Catedral Metropolitana & San Telmo

Do outro lado da praça, a Catedral Metropolitana parece um templo grego, com doze colunas imponentes. Dentro, o ar é fresco e cheira a cera e pedra antiga. Silêncio absoluto — foi ali que o Papa Francisco celebrou missas por décadas.

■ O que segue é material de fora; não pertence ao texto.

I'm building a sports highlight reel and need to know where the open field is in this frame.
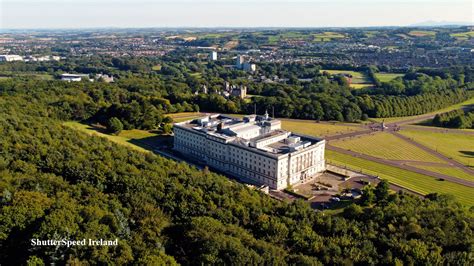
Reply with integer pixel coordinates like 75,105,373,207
281,119,362,137
167,112,205,123
331,132,444,163
63,121,158,152
0,71,54,80
451,31,474,40
350,83,374,90
312,32,346,42
326,150,474,206
375,73,404,82
400,130,474,166
408,30,436,37
371,98,474,123
408,163,474,181
321,69,372,85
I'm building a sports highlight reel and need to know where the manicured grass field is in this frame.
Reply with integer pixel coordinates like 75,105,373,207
408,30,436,37
400,130,474,166
321,69,372,85
409,163,474,181
167,112,206,123
331,132,443,163
451,31,474,40
313,31,346,42
63,121,158,152
326,150,474,206
351,84,374,90
371,98,474,123
0,71,54,80
375,73,404,82
281,119,361,137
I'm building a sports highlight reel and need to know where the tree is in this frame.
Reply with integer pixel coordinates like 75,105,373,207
375,179,390,202
360,184,375,206
107,117,123,135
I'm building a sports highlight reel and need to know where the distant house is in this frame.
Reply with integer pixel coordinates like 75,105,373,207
209,51,217,61
0,54,23,62
61,73,93,82
231,86,247,99
235,55,257,72
95,74,114,83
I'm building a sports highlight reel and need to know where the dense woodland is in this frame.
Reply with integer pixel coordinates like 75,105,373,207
0,86,474,265
0,58,474,129
432,110,474,129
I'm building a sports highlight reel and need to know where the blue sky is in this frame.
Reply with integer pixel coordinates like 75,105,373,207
0,0,474,29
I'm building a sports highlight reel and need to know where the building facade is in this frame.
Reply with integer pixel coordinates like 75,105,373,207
174,114,326,190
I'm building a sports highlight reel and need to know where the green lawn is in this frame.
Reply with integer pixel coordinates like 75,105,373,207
331,132,444,163
321,69,372,85
0,71,54,80
312,31,346,42
409,163,474,184
63,121,158,152
451,31,474,40
400,130,474,166
408,30,436,37
351,83,374,90
326,150,474,206
281,119,362,137
167,112,205,123
375,73,405,82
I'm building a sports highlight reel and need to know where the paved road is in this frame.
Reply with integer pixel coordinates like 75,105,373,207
392,132,474,176
326,143,474,187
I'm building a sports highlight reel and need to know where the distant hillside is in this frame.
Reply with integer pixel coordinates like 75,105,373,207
408,20,474,27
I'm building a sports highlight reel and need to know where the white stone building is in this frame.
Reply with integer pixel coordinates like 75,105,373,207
174,114,326,190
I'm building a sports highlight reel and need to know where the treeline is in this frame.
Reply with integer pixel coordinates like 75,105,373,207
0,78,199,131
0,95,474,265
432,110,474,129
357,89,473,118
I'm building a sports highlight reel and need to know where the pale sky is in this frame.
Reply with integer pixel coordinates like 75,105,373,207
0,0,474,29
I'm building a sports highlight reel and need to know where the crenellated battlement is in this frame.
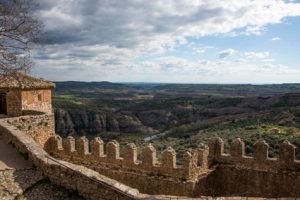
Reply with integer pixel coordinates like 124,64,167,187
48,135,300,197
208,138,300,170
50,135,208,180
50,135,300,180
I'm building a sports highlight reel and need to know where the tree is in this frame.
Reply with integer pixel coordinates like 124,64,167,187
0,0,41,75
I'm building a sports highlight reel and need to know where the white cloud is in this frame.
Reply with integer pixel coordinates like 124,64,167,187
33,0,300,81
271,37,281,41
218,49,236,59
244,51,270,60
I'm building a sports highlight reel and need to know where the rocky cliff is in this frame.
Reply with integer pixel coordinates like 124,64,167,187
54,109,153,135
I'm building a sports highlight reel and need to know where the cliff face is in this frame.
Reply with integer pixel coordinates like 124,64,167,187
55,109,153,135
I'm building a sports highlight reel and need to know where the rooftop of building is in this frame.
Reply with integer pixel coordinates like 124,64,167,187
0,72,55,89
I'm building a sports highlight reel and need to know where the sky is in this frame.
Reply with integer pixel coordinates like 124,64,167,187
32,0,300,84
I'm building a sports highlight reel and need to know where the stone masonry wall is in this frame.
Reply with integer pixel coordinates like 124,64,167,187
49,136,300,198
6,114,55,147
0,117,155,200
6,90,22,117
48,136,208,196
21,89,52,113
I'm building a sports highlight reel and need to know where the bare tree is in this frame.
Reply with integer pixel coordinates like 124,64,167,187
0,0,41,75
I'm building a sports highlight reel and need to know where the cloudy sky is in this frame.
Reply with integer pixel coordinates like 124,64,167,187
32,0,300,83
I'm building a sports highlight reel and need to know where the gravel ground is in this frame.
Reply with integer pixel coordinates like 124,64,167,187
0,169,84,200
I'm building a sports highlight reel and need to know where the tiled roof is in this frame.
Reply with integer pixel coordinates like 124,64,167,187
0,72,55,89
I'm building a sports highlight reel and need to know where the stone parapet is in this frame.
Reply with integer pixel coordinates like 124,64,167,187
49,135,207,181
208,138,300,171
3,111,55,147
0,119,149,200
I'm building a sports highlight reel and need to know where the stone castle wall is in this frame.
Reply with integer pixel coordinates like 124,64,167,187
6,90,22,117
0,119,160,200
209,138,300,171
21,89,52,113
3,89,52,117
49,136,300,198
48,136,208,196
5,113,55,147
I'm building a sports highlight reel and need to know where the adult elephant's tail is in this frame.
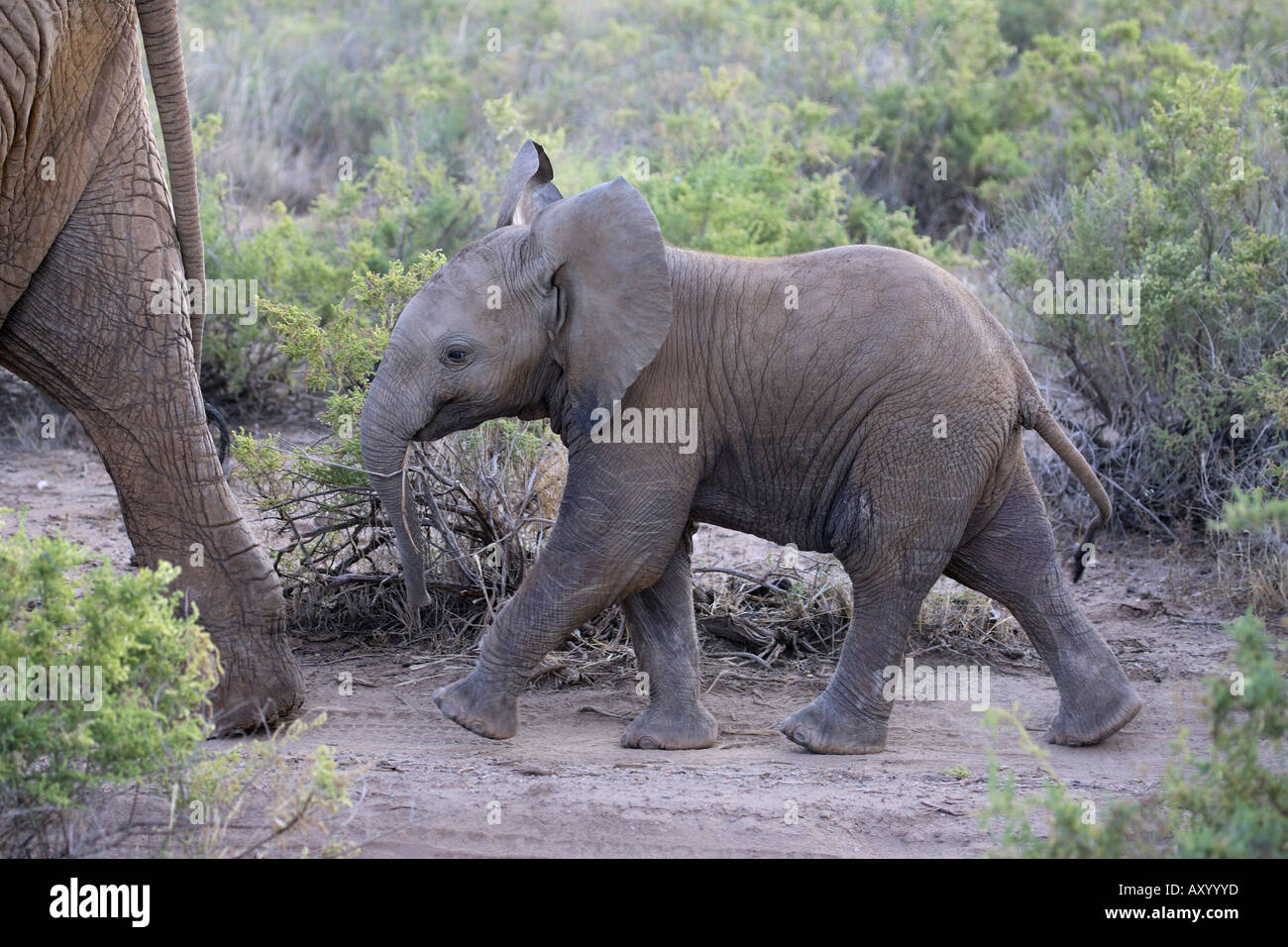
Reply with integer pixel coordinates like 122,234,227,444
1020,404,1115,582
136,0,206,366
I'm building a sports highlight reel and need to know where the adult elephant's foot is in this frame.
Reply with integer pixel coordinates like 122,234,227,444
622,703,720,750
434,672,519,740
1047,677,1141,746
210,634,304,736
782,690,889,754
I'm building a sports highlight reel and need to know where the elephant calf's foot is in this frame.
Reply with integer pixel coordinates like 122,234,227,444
434,673,519,740
622,703,720,750
1047,678,1141,746
782,691,889,754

Paro perto do mausoléu do General San Martín, vendo visitantes prestarem homenagens ao herói da independência sul-americana. Mas Buenos Aires não fica quieta por muito tempo. Caminho para o sul, sentindo o asfalto dar lugar aos paralelepípedos irregulares de San Telmo. O bairro boêmio aparece nas fachadas coloniais gastas e no cheiro de doce de leite vindo das padarias. Uma fila de turistas ri, esperando para tirar foto com a estátua da Mafalda, a filósofa dos quadrinhos, sentada eternamente em seu banco.

A arquitetura grandiosa do Teatro Colón sob o céu de Buenos Aires


Mercado de San Telmo

A fome aperta depois de tanto andar. O Mercado de San Telmo é um galpão de ferro cheio de energia: antiquários negociam, grelhas fumegam. Passo por bancas de jaquetas de couro e talheres antigos, guiado pelo cheiro de carne assada na lenha. Acho um banco livre numa parilla tradicional escondida no fundo do mercado.

"Parece que você cruzou a cidade toda", brinca o churrasqueiro.

"Quase isso", respondo, massageando as pernas. "O que recomenda para recuperar as forças?"

Ele aponta para as brasas: "Asado de tira. Oitocentos e cinquenta gramas. Você não sai daqui com fome."

E não é exagero. Uma tábua pesada chega com costelas suculentas e uma pilha de batatas fritas douradas. Carne crocante por fora, macia por dentro, só com sal grosso. Por cerca de 25 dólares, serve facilmente três pessoas — um exemplo do espírito generoso e descomplicado da mesa argentina.

A icônica fachada rosa da Casa Rosada na Plaza de Mayo


Palermo & El Cuartito

O fim de tarde pede uma pausa. Sigo de metrô até Palermo para digerir o almoço. O Distrito Arcos, outlet ao ar livre em uma antiga estação, surpreende pelo clima tranquilo ao entardecer. Mas volto ao centro para fechar o dia em um clássico: El Cuartito, servindo pizza desde 1934. A fila na porta prova a fama. Lá dentro, paredes cobertas de pôsteres esportivos, camisas autografadas e fotos antigas. Provo a famosa fugazzeta: massa grossa, crocante, coberta de muçarela derretida e cebola dourada. O barulho alegre das famílias completa o cenário. Buenos Aires não só mostra sua história — ela te convida a sentar, brinda com você e faz questão que você prove cada pedaço.